5 Nines is a term used in the computer industry that refers to the 5 nines in 99.999%. This number is about the best odds manufacturers will give that one of their systems will be available at any given moment in time. Of course there are systems with higher availability but they tend to have very expensive multiple redundancy. 5 Nines is the best availability claimed for commercial system, and after all, 99.999% availability is pretty good. 5 Nines translates to a downtime of only 5 minutes a year.
While this makes for good marketing material it does not make very much sense even if it were possible. A typical user does not think in terms of availability. Instead they think in terms of system failure; how frequently it happens (reliability), and how long it takes them to recover afterwards (recoverability). All three factors must be taken into consideration when specifying desired system quality.
- Availability Probability of nominal operation
- Reliability Mean Time Between Failure (MTBF)
- Recoverability Mean Time To Recover (MTTR)
To illustrate the interaction of these three attributes consider a system with a high availability of 99.999%, a low reliability (MTBF of about 30 hours).

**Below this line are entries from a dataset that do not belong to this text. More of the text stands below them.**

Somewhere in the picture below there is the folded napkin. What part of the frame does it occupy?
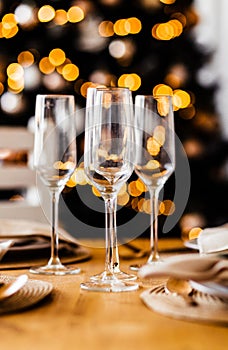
[197,224,228,254]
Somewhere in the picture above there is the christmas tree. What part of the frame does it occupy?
[0,0,226,239]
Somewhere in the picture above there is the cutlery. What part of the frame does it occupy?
[165,277,198,306]
[0,275,28,301]
[138,254,228,281]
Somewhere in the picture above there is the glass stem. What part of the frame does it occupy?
[147,187,160,263]
[104,194,120,275]
[48,188,61,265]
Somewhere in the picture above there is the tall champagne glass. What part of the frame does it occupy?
[30,95,80,275]
[131,95,175,270]
[81,88,138,292]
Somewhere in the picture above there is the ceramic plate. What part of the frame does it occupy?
[0,275,53,314]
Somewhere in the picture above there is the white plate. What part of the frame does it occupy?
[190,281,228,299]
[0,275,53,314]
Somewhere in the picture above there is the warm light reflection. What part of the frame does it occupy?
[153,84,173,96]
[62,63,79,81]
[1,13,19,39]
[151,19,183,40]
[98,21,114,37]
[128,181,142,197]
[54,10,68,26]
[67,6,84,23]
[118,73,141,91]
[117,192,130,206]
[135,178,147,193]
[39,57,55,74]
[17,51,34,67]
[48,48,66,66]
[38,5,55,22]
[188,227,202,240]
[173,89,191,109]
[113,17,142,36]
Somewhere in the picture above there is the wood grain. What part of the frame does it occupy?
[0,239,228,350]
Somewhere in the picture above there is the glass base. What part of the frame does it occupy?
[81,279,139,293]
[129,258,163,271]
[90,271,137,282]
[29,264,81,276]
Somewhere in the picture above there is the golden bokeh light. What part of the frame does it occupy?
[146,159,160,170]
[0,13,19,39]
[48,48,66,67]
[117,192,130,206]
[127,17,142,34]
[39,57,55,74]
[7,77,24,93]
[173,89,191,109]
[55,58,72,75]
[92,186,101,197]
[67,6,85,23]
[17,51,34,67]
[113,19,130,36]
[74,168,87,185]
[155,22,174,40]
[142,199,151,214]
[135,178,147,193]
[188,227,202,240]
[54,9,68,26]
[98,21,114,37]
[151,18,183,40]
[118,183,127,195]
[38,5,55,22]
[153,84,173,96]
[118,73,141,91]
[62,63,79,81]
[146,136,160,157]
[127,181,142,197]
[6,63,24,80]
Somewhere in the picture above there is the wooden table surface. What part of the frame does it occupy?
[0,239,228,350]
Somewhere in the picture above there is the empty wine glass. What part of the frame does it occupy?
[130,95,175,271]
[81,88,138,292]
[30,95,80,275]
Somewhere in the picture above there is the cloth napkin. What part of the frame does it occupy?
[197,224,228,254]
[138,253,228,281]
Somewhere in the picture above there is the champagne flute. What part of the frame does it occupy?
[30,95,80,275]
[130,95,175,271]
[81,88,138,292]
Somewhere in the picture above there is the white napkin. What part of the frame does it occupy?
[197,224,228,254]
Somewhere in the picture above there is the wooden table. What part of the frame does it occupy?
[0,239,228,350]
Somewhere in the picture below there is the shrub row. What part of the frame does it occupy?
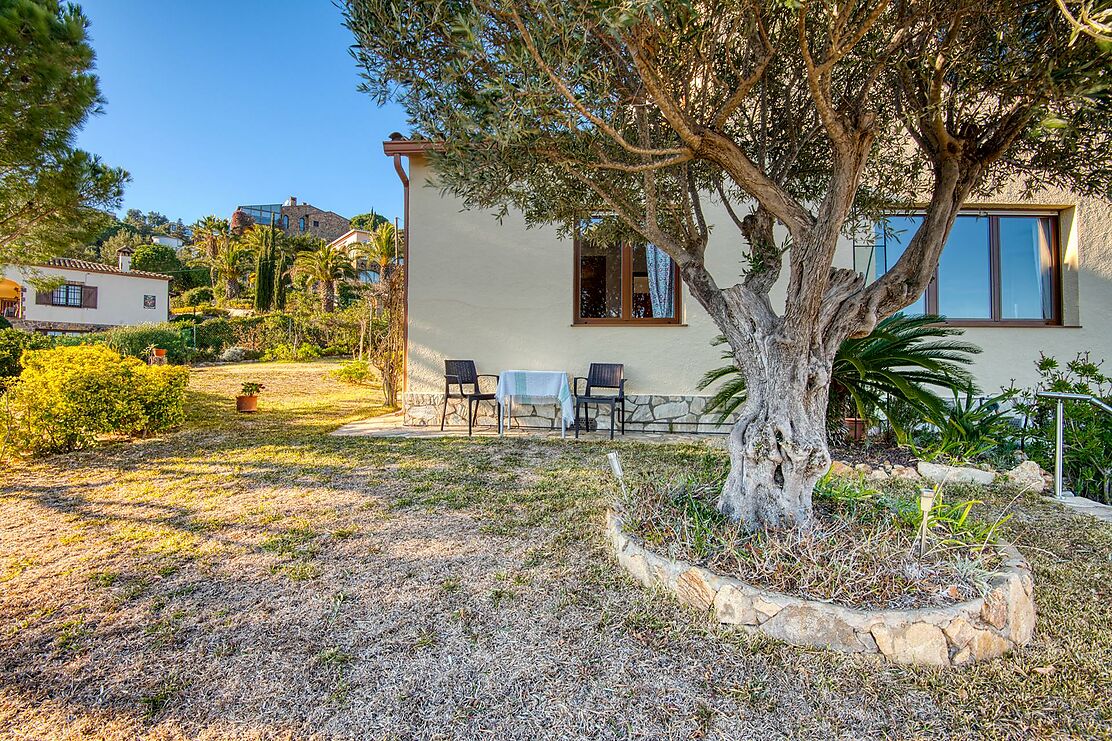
[0,345,189,455]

The system fails every 30 hours but it is only unavailable for one second each time. There are about 300 failures in a year adding up to a total downtime of 5 minutes. As soon as the hardware returns from it’s one second absence the software starts an automatic recovery process. This is where the definition of MTTR becomes important. A hardware manufacturer will claim that the mean time to recover is less than a second. However while the hardware may be available the system it supports is going through a software recovery process. On a large database system this type of recovery could take up to 5 hours! From a user perspective the system is unavailable for normal use for 5 hours out of every 30 while it recovers. That is a mere 83.3% percieved availability.
This extreme case is not as unlikely as one might think. I once had to build an interface that linked two large systems connected to each other via a leased microwave telephone link. The phone company guaranteed a 1 hour downtime a year. 99.99% availability. What they neglected to tell us was that this downtime would be spread randomly throughout the year in fraction of a second increments. Eventually we worked out what was happening and tweaked our already fault tolerant system to accommodate the unexpectedly frequent failures. Fortunately our MTTR was negligible.
Availability, Reliability, and Recoverability are just three system quality attributes. There are many more. Picking just one to raise above all the others is nonsense, It is the way these attributes interact with each other that is really important.